Deux confréries religieuses s'approchèrent alors de l'échafaud : une d'hommes, une de femmes. La première emporta le cadavre de Caracciolo décapité, la seconde emporta le corps de Costanza évanouie.
La foule s'écoula sur leurs traces, et au bout d'un instant la place se trouva vide ; il n'y resta plus, solitaire, sanglante et debout, que la terrible machine, demeurée là pour attester sans doute à la population de Naples que tout ce qu'elle venait de voir était une réalité et non un rêve.
Quand la place fut vide, l'homme qui avait assisté à l'exécution entre ses deux gardes descendit avec eux, et reprit le chemin du quai. Mais, au lieu de le ramener à la Vicairie, les soldats le conduisirent au palais royal.
Là, il fut introduit dans les mêmes appartements que la première fois, et, conduit au même oratoire, il y retrouva la régente à la même place, debout près du prie-dieu, et la main étendue sur les Evangiles.
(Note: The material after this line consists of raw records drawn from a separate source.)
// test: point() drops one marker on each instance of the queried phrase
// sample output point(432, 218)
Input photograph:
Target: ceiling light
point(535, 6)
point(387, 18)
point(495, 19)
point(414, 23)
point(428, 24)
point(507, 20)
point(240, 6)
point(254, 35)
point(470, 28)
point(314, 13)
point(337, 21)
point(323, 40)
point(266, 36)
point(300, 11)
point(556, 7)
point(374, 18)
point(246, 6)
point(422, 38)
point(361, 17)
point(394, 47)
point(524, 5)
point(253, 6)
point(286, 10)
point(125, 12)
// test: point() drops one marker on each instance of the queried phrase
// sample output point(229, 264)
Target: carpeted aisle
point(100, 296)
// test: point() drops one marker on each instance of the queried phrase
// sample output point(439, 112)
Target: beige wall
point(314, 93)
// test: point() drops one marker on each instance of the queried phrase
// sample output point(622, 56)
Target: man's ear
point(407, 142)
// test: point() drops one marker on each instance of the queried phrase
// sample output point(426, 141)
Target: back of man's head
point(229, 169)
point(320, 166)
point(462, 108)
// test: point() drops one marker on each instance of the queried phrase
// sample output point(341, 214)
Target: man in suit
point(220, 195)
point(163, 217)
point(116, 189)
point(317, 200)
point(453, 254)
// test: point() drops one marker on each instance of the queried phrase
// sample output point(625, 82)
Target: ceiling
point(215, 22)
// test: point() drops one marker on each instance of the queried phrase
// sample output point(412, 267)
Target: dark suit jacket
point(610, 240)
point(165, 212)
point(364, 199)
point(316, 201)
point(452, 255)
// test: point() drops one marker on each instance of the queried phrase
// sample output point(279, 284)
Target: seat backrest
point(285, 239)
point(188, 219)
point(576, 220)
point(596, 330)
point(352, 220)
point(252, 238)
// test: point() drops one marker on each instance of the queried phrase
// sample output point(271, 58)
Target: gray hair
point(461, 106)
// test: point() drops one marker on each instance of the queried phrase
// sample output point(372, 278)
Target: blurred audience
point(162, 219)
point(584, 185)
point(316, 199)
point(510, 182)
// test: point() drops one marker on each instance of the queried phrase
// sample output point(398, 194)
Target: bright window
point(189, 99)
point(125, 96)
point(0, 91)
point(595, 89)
Les soldats entrèrent avec lui et demeurèrent de chaque côté de la porte.
- Eh bien ! dit Isabelle d'Aragon, ai-je accompli mon serment ?
- Religieusement, madame, répondit l'inconnu.
- Maintenant, à vous de tenir le vôtre.
- Je suis prêt.
- Où est l'homme dont la tête est à prix ?
- Devant Votre Altesse.
- Ainsi, Rocco del Pizzo ?...
- C'est moi, madame.
- Je le savais, dit Isabelle.
- Alors, reprit le bandit, qu'ordonne de moi Votre Altesse ?
- Que vous serviez de père à l'orpheline et de protecteur à la veuve.
- Comment, madame ?... s'écria Rocco del Pizzo.
- Je ne sais faire ni justice, ni grâce à moitié, reprit la régente.
Puis se retournant vers les soldats :
- Cet homme est libre d'aller où il voudra, dit-elle ; laissez-le donc sortir.

Et elle rentra dans ses appartements d'un pas calme et assuré, d'un pas de reine.
Costanza retourna en Calabre avec son frère, car elle avait encore, comme on s'en souvient, sa pauvre mère à Rosarno.
Rocco del Pizzo la suivit.
Mais lorsque sa mère mourut, ce qui arriva la nuit suivante, elle revint à Naples, entra dans le couvent qui l'avait déjà recueillie, y paya sa dot, et légua les restes de l'immense fortune qu'elle tenait de son mari à la pauvre communauté qui se trouva enrichie d'un seul coup.
Rocco del Pizzo suivit sa soeur à Naples.
Mais le jour où elle prononça ses voeux, lorsqu'il comprit qu'elle n'avait plus besoin de lui et que le Seigneur l'avait remplacé près d'elle, il disparut, et personne ne le revit depuis, ni ne sut positivement ce qu'il était devenu.
On croit qu'il s'attacha à la fortune de César Borgia, et qu'il fut tué près de ce grand homme, en même temps que lui.